This approach helps to save CPU copying and avoid a certain degree of
memory thrashing (page cache generation and reclamation)
When dealing with large file sizes, the benefits of this approach become
particularly significant.
However, there are currently some methods that can improve performance,
not just save system resources:
Due to the large file size, for example, a AI 7B model of around 3.4GB, the
time taken to allocate DMA-BUF memory will be relatively long. Waiting
for the allocation to complete before reading the file will add to the
overall time consumption.
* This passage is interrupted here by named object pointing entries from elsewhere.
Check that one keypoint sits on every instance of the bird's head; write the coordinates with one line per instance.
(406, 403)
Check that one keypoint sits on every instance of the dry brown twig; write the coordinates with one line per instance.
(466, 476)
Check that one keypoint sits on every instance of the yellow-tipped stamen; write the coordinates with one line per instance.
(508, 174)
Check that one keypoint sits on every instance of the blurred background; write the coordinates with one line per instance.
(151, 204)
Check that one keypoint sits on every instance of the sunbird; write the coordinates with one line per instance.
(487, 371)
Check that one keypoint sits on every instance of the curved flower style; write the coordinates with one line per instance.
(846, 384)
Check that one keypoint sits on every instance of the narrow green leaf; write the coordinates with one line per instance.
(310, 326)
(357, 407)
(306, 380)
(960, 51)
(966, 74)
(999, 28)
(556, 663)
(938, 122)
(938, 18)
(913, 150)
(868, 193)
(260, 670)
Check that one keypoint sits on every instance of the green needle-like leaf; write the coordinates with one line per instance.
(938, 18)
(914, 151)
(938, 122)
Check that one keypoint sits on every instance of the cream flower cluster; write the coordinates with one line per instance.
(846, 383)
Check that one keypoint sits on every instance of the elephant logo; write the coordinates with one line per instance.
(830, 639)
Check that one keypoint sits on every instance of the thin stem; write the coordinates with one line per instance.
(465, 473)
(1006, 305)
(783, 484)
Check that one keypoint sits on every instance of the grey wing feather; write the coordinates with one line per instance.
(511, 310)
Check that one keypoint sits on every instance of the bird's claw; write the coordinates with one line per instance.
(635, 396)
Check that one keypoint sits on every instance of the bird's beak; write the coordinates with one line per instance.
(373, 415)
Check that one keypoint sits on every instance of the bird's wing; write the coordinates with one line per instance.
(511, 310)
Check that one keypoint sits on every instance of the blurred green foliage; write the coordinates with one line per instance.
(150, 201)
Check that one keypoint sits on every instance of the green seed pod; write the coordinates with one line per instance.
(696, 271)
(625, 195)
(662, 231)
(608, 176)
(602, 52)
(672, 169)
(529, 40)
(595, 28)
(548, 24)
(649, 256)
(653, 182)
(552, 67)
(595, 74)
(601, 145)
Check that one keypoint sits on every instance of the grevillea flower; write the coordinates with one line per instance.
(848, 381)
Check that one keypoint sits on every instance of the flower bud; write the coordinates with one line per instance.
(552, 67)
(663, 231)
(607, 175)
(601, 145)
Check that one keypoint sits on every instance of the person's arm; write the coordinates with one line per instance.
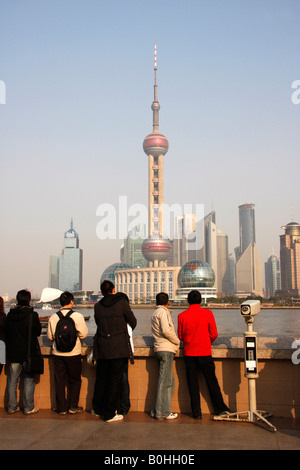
(179, 328)
(167, 329)
(36, 324)
(81, 326)
(129, 316)
(212, 328)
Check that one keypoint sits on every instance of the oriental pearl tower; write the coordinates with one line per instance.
(155, 249)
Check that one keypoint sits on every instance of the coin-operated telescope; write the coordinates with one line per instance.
(249, 309)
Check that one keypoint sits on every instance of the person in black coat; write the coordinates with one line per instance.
(111, 350)
(17, 332)
(2, 334)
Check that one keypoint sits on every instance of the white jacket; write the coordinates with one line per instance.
(80, 326)
(163, 331)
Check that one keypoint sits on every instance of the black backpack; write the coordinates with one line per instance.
(65, 333)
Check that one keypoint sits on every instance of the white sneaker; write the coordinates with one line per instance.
(115, 418)
(172, 416)
(34, 410)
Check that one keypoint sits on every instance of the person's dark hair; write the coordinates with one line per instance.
(107, 287)
(2, 310)
(194, 297)
(23, 297)
(124, 296)
(162, 298)
(66, 298)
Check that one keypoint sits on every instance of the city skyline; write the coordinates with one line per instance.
(77, 110)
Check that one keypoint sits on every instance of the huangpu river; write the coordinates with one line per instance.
(269, 322)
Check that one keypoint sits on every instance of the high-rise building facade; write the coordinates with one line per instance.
(66, 270)
(249, 279)
(290, 259)
(272, 275)
(246, 226)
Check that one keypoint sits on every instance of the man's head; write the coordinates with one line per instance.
(194, 297)
(107, 287)
(162, 299)
(66, 298)
(23, 297)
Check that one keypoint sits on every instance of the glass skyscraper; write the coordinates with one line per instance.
(67, 276)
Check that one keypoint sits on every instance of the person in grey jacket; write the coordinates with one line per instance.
(166, 344)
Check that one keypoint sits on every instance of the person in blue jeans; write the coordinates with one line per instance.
(16, 329)
(166, 344)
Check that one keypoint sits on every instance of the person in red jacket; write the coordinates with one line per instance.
(197, 330)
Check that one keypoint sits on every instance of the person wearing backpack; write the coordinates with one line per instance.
(66, 329)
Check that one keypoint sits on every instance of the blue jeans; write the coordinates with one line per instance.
(12, 385)
(165, 386)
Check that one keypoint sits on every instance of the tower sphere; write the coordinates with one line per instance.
(156, 249)
(109, 272)
(155, 144)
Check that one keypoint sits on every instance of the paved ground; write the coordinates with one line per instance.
(138, 431)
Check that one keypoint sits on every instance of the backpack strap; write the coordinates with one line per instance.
(67, 315)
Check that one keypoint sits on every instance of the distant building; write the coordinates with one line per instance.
(54, 272)
(66, 269)
(142, 284)
(272, 275)
(290, 260)
(248, 264)
(132, 252)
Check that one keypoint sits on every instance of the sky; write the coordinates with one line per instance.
(78, 82)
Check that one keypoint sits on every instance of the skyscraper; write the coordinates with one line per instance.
(272, 275)
(246, 226)
(290, 259)
(66, 270)
(248, 264)
(156, 249)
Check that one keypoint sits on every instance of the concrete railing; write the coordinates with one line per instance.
(277, 387)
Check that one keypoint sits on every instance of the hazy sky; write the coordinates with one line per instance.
(79, 87)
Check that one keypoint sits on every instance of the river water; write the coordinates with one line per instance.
(269, 322)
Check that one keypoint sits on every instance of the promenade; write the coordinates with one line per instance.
(138, 431)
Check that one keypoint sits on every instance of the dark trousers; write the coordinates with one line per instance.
(67, 372)
(108, 386)
(125, 391)
(207, 366)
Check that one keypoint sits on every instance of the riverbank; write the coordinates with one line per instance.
(183, 306)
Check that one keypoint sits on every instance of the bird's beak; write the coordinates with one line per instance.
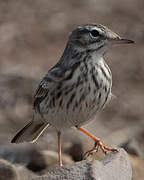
(120, 40)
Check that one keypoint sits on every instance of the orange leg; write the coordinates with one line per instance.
(98, 143)
(59, 149)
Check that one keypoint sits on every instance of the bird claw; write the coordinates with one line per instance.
(98, 144)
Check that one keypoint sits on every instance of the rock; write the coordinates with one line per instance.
(7, 171)
(51, 158)
(114, 166)
(24, 154)
(137, 167)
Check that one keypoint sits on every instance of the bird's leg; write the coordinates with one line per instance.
(59, 149)
(98, 144)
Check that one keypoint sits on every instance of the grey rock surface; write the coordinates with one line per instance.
(7, 171)
(115, 166)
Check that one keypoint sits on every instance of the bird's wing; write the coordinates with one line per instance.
(48, 83)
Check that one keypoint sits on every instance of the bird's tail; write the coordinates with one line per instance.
(31, 132)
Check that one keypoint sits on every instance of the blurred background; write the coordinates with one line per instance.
(33, 35)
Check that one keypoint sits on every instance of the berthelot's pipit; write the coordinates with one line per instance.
(76, 88)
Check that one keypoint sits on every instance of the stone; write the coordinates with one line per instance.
(7, 171)
(114, 166)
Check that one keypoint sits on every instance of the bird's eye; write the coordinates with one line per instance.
(94, 33)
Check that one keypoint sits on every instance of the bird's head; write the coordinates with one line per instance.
(95, 37)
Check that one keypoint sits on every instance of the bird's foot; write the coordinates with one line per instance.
(98, 144)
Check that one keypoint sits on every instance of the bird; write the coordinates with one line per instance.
(77, 87)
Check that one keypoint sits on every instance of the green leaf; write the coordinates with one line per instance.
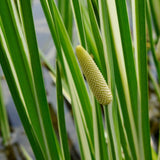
(140, 51)
(61, 117)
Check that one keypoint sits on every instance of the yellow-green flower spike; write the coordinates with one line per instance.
(94, 77)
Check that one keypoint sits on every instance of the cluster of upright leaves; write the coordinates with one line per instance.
(103, 30)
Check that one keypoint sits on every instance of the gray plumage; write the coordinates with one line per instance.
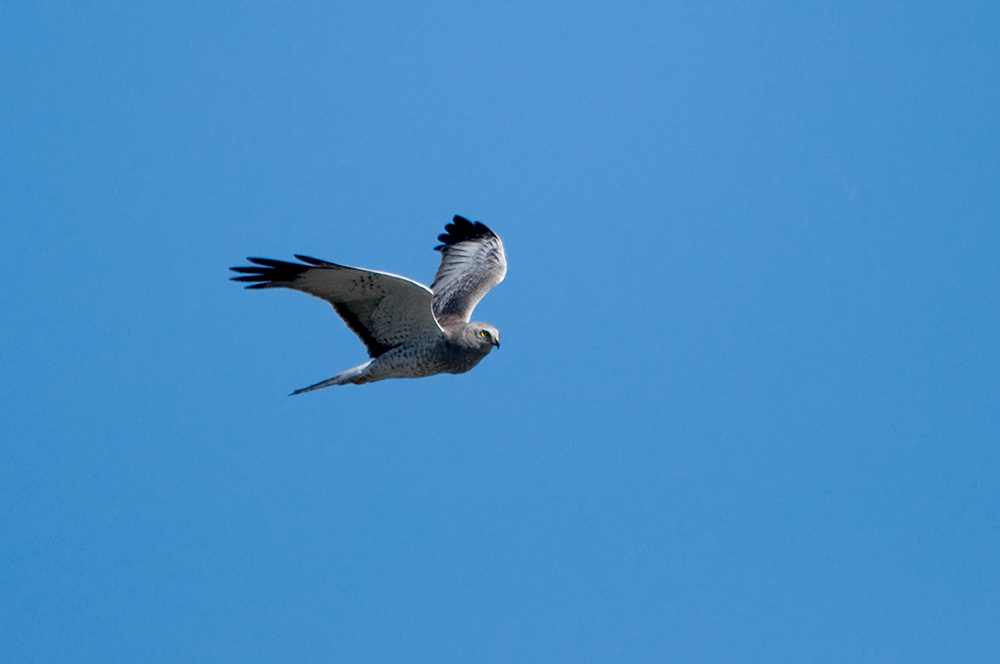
(410, 331)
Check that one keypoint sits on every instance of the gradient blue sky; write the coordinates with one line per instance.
(747, 405)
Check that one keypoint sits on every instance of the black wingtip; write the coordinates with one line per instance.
(460, 230)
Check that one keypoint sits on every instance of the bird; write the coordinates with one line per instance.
(409, 330)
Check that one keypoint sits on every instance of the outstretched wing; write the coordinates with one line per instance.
(472, 262)
(384, 310)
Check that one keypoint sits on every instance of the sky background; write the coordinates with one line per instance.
(747, 406)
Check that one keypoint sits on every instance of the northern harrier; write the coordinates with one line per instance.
(410, 331)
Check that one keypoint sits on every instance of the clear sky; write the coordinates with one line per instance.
(747, 405)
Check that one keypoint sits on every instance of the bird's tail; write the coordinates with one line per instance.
(349, 376)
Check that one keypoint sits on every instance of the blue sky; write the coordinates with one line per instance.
(747, 405)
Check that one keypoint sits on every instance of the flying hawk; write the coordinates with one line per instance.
(410, 331)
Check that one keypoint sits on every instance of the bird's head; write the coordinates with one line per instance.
(486, 336)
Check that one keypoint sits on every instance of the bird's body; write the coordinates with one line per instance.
(410, 331)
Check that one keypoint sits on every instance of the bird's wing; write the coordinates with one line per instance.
(472, 262)
(384, 310)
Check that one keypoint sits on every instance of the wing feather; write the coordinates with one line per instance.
(384, 310)
(472, 262)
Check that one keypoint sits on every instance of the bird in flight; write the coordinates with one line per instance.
(410, 330)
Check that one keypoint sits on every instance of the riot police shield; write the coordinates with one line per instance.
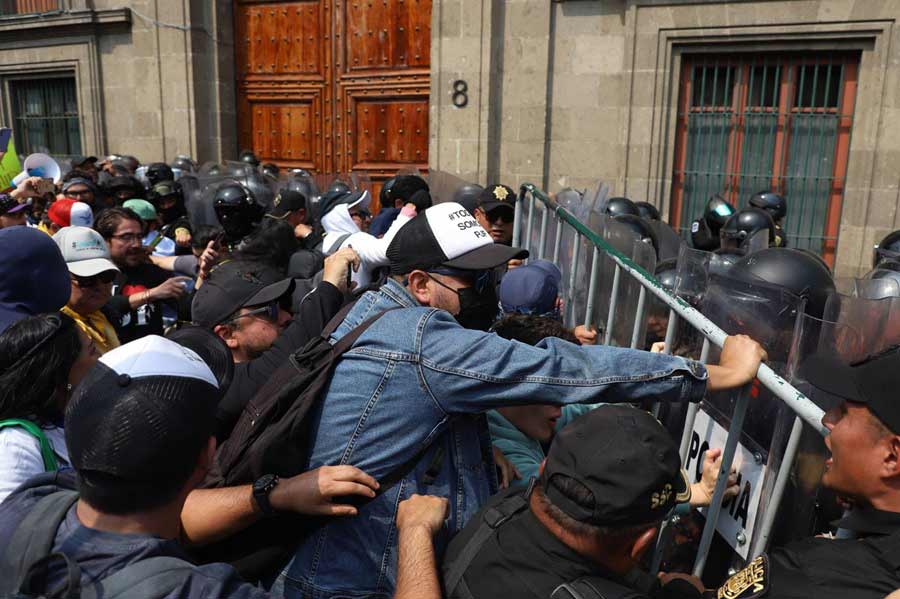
(769, 315)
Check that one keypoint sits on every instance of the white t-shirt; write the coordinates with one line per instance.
(20, 455)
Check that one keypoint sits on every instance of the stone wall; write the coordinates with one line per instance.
(569, 93)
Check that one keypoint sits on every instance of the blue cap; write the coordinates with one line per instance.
(531, 289)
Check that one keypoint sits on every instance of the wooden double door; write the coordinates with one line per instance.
(334, 86)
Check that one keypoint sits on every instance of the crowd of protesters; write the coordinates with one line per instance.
(303, 400)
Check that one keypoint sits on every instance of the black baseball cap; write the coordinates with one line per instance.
(626, 462)
(286, 202)
(446, 235)
(235, 285)
(141, 410)
(873, 382)
(497, 196)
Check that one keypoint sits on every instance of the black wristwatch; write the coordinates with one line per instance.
(261, 489)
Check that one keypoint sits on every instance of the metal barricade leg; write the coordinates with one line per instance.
(715, 507)
(542, 243)
(638, 318)
(613, 300)
(570, 292)
(592, 288)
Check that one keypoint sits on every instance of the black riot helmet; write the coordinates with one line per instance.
(744, 225)
(270, 169)
(717, 213)
(467, 195)
(237, 210)
(647, 210)
(619, 206)
(184, 163)
(666, 272)
(771, 202)
(799, 272)
(159, 172)
(337, 186)
(248, 157)
(641, 228)
(887, 249)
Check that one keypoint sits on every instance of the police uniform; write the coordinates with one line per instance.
(629, 463)
(865, 567)
(861, 568)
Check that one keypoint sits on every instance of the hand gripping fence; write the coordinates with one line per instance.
(531, 201)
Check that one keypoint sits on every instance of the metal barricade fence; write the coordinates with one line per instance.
(540, 224)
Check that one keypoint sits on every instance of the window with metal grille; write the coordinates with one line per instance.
(45, 115)
(27, 7)
(779, 122)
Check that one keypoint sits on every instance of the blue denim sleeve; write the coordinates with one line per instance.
(470, 371)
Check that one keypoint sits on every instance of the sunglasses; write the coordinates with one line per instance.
(268, 311)
(103, 278)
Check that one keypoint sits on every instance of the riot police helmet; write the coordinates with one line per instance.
(771, 202)
(802, 273)
(744, 225)
(237, 210)
(159, 172)
(887, 249)
(184, 163)
(717, 213)
(620, 205)
(467, 195)
(647, 210)
(249, 158)
(641, 228)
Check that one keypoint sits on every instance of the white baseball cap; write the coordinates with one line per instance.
(84, 250)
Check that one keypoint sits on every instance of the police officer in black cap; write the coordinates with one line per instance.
(610, 478)
(864, 467)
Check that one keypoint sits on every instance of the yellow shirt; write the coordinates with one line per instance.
(97, 327)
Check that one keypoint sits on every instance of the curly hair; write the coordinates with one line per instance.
(36, 355)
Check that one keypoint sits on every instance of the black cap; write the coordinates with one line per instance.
(496, 196)
(624, 459)
(446, 235)
(873, 382)
(235, 285)
(286, 202)
(142, 409)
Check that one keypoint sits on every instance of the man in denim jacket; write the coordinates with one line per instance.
(417, 379)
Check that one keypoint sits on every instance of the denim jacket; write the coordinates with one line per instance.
(416, 378)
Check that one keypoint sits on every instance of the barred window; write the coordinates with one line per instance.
(45, 116)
Therefore, the total time for DMA-BUF
allocation and file read can be calculated using the formula
T(total) = T(alloc) + T(I/O)
However, if we change our approach, we don't necessarily need to wait
for the DMA-BUF allocation to complete before initiating I/O. In fact,
during the allocation process, we already hold a portion of the page,
which means that waiting for subsequent page allocations to complete
before carrying out file reads is actually unfair to the pages that have
already been allocated.
The allocation of pages is sequential, and the reading of the file is
also sequential, with the content and size corresponding to the file.
This means that the memory location for each page, which holds the
content of a specific position in the file, can be determined at the
time of allocation.
However, to fully leverage I/O performance, it is best to wait and
gather a certain number of pages before initiating batch processing.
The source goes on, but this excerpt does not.